Data mining as a field of significant academic research is on an exponential curve. Though the theoretical underpinnings of this concept have been around for a while the practical use of this field quickly reached a level where researchers and businesses are finding great value. Information explosion due to the success of the world wide web, general purchasing power of the common man, growing population, Globalization of commerce are only a few of the various reasons for this field to gain such popularity in such a short time.
Initially there was a lot of confusion about the difference between the fields of Inferential Statistics and Data Mining and researchers around the world immediately started working on producing tons of literature to address this issue. Though there is no single universally accepted definition for either of them, many researchers have defined these fields through their individual application perspectives.
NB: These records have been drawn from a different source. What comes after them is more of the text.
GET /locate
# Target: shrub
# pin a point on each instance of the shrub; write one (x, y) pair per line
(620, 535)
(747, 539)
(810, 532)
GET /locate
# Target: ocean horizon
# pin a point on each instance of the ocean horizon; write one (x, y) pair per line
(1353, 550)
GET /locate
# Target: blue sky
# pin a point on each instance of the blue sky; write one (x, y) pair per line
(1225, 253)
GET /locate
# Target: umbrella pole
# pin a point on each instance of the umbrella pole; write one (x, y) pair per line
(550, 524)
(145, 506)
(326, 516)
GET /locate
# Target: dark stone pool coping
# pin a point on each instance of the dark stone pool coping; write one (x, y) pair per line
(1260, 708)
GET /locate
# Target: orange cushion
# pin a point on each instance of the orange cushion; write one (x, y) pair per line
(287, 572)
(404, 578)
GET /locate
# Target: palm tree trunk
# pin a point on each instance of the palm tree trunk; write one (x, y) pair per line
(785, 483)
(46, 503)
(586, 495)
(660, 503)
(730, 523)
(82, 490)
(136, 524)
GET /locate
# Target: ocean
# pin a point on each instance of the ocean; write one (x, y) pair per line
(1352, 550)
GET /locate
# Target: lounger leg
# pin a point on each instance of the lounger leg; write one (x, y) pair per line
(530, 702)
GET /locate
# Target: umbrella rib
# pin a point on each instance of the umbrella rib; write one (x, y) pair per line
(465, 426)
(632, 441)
From what I’ve gathered and known about these fields, this is how I draw a line between them.
Difference between Data mining & Inferential Statistics:
- Data Mining is a field where you discover hidden patterns from already existing large data sets. These hidden patterns discovered are later used for analysis and decision making scenarios in the area of concern. The process of using the discovered hidden patterns is also called as ‘Knowledge Discovery’. Inferential Statistics is the field where you prove or refute a pre-conceived hypothesis (or a null hypothesis) by performing classical statistical methods on a sample of a given population size.
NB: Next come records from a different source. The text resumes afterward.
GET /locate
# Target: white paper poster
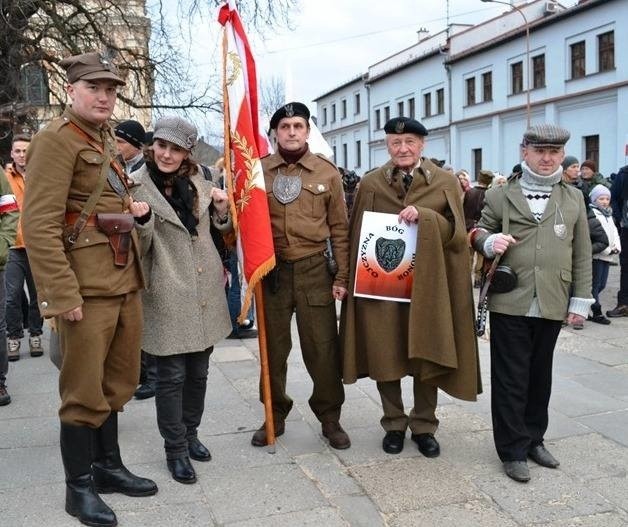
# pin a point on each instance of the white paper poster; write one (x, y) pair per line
(386, 258)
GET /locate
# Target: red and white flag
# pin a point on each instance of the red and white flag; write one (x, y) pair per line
(245, 145)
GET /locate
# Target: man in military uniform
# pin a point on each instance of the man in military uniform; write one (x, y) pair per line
(89, 280)
(432, 336)
(538, 224)
(307, 208)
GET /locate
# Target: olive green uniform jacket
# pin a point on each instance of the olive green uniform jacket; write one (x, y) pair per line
(553, 268)
(301, 227)
(9, 218)
(64, 170)
(432, 337)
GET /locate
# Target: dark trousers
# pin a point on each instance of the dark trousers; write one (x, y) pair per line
(600, 277)
(234, 291)
(18, 271)
(4, 357)
(522, 350)
(422, 418)
(622, 294)
(148, 369)
(304, 286)
(180, 398)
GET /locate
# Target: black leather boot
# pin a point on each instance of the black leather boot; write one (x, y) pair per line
(81, 499)
(110, 474)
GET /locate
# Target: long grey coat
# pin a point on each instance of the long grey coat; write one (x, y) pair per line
(185, 307)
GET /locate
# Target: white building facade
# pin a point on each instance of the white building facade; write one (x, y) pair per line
(470, 87)
(342, 119)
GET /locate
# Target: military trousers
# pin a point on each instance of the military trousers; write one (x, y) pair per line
(422, 418)
(522, 352)
(304, 287)
(101, 358)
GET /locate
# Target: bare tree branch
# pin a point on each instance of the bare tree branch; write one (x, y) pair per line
(36, 34)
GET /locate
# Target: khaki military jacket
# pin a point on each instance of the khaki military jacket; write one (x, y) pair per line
(301, 227)
(63, 171)
(552, 257)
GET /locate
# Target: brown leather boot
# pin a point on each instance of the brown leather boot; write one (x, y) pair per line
(337, 437)
(259, 437)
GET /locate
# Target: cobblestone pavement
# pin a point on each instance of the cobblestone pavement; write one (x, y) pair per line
(306, 483)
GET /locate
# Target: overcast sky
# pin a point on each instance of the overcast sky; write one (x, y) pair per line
(334, 41)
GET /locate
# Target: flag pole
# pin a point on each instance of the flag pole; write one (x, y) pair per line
(264, 369)
(259, 297)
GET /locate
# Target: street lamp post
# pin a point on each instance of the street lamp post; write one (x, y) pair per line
(527, 28)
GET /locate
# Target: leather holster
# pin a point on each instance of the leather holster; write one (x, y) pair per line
(117, 227)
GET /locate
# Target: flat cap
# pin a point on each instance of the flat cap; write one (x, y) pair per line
(90, 66)
(176, 130)
(132, 132)
(545, 135)
(291, 109)
(485, 177)
(404, 125)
- Data mining starts at an already existing database (usually large datasets) and Inferential Statistics generates its own database using sampling methods on data set.
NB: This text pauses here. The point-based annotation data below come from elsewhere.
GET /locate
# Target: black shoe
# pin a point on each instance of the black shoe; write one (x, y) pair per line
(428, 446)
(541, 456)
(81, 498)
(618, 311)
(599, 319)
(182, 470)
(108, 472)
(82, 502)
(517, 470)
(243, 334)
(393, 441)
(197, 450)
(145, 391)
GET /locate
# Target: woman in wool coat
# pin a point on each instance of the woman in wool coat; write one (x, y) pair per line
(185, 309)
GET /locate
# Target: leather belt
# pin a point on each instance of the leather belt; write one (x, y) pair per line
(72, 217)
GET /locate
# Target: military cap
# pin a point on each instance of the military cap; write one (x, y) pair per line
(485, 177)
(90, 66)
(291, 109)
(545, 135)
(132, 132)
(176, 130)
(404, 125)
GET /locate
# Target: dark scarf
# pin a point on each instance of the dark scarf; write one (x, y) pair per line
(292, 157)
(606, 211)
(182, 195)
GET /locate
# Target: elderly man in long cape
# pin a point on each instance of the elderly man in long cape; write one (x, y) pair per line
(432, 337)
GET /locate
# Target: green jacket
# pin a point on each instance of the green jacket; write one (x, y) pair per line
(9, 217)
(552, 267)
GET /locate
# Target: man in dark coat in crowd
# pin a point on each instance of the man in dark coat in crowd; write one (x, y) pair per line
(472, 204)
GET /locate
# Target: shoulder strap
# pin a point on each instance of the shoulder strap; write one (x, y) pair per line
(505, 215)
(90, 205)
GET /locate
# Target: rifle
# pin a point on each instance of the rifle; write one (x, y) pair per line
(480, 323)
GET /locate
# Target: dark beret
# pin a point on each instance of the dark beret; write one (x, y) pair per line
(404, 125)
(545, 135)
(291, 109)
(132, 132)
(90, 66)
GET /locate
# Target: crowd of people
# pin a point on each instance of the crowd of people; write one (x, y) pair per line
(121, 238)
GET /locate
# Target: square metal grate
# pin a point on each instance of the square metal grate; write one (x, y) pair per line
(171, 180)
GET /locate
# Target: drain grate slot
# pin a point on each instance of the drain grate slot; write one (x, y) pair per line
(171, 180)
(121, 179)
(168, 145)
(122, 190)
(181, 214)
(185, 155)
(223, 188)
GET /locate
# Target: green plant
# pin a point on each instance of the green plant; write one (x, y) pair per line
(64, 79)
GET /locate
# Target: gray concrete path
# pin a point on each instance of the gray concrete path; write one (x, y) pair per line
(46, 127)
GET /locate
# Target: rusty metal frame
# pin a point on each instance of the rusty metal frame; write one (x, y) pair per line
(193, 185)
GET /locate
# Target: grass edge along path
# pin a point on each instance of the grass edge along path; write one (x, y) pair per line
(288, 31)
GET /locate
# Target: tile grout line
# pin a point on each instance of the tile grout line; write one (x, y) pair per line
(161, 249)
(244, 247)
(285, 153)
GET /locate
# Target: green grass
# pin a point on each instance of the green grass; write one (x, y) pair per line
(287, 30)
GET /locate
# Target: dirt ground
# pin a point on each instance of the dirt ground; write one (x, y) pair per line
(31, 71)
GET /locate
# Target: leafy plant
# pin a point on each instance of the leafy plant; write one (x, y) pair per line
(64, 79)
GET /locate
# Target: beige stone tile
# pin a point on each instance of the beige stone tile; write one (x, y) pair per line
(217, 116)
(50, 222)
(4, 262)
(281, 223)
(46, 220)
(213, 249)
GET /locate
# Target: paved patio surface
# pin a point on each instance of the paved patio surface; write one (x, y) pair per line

- Data mining methods employed like classification, clustering, etc., scan the entire dataset in search of hidden patterns while classical statistical methods are run over only a small section of the dataset (the sample).
The above point also infers that Data mining methods are more computer intensive as they have to run through large data sets and hence should be used only when really needed.
So when do you use data mining over inferential statistics? Well the answer is simple. If you don’t know what you are looking but want to make the best sense of the data you have then use data mining. If you know what you are looking for and want to back it up with proof by checking the data you have you should use inferential statistics.